Chapter 3, co-authored with Anna Sinaiko and titled “Prescribing with Price in Mind: Effects of Price Transparency on Out-of-Pocket Spending and Prescribing,” studies how an informational intervention that provided clinicians with real-time information on patient out-of-pocket (OOP) cost obligations for prescription drugs affected prescribing patterns and realized OOP costs for patients. Cost-sharing on prescription drugs can present meaningful barriers to patient access and adherence to prescribed treatments. Even for prescribers who would take cost-sharing into consideration when making therapeutic recommendations, limited knowledge of encounter-specific factors like a patient’s benefit design or deductible spending make it difficult for prescribers to incorporate OOP costs in their decisions.
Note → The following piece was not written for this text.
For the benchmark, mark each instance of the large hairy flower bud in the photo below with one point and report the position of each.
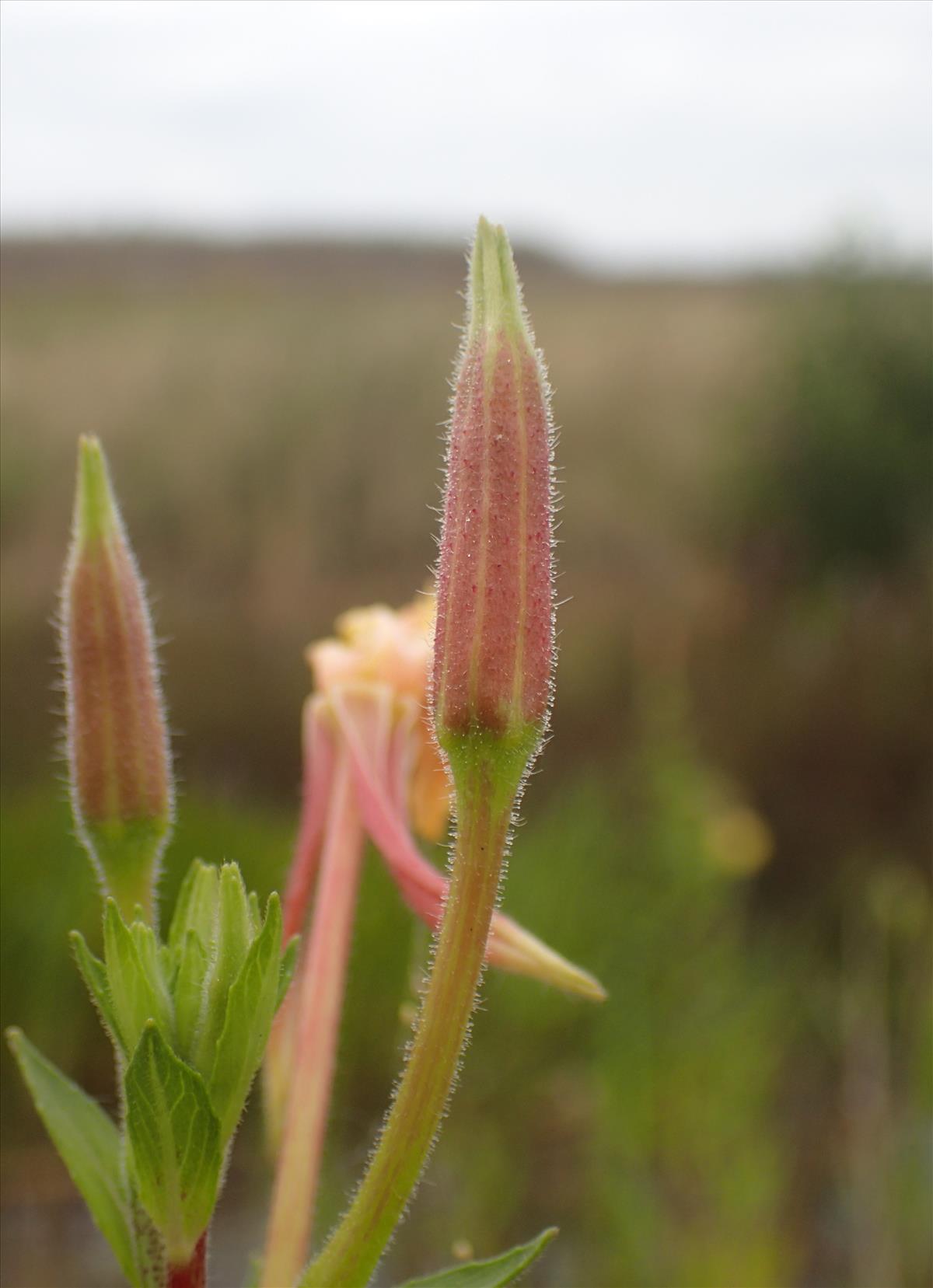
(495, 637)
(117, 742)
One possible solution is real-time benefit tools (RTBTs), which operate at the time of prescribing by displaying OOP costs for medication orders and possible therapeutic substitutes with lower OOP costs. We studied the 2019 implementation of an RTBT on antihyperglycemic prescribing at a large academic health system. Using a difference-in-differences design comparing prescribers exposed to the RTBT to other prescribers in the same state, we causally estimated a $1.55 decrease in monthly OOP cost per prescription following RTBT implementation, representing an 8.7 percent decrease. Decomposing this aggregate result into different prescribing patterns, we found that the result is entirely driven by reductions for insulin prescriptions, with no detectable changes in prescribing patterns across antihyperglycemics subclasses or within non-insulin subclasses. We interpret this as evidence of the potential for RTBTs to lower OOP spending, but caution that RTBTs may not be uniformly successful at achieving savings for patients across the wide range of therapeutic areas represented in most clinical settings.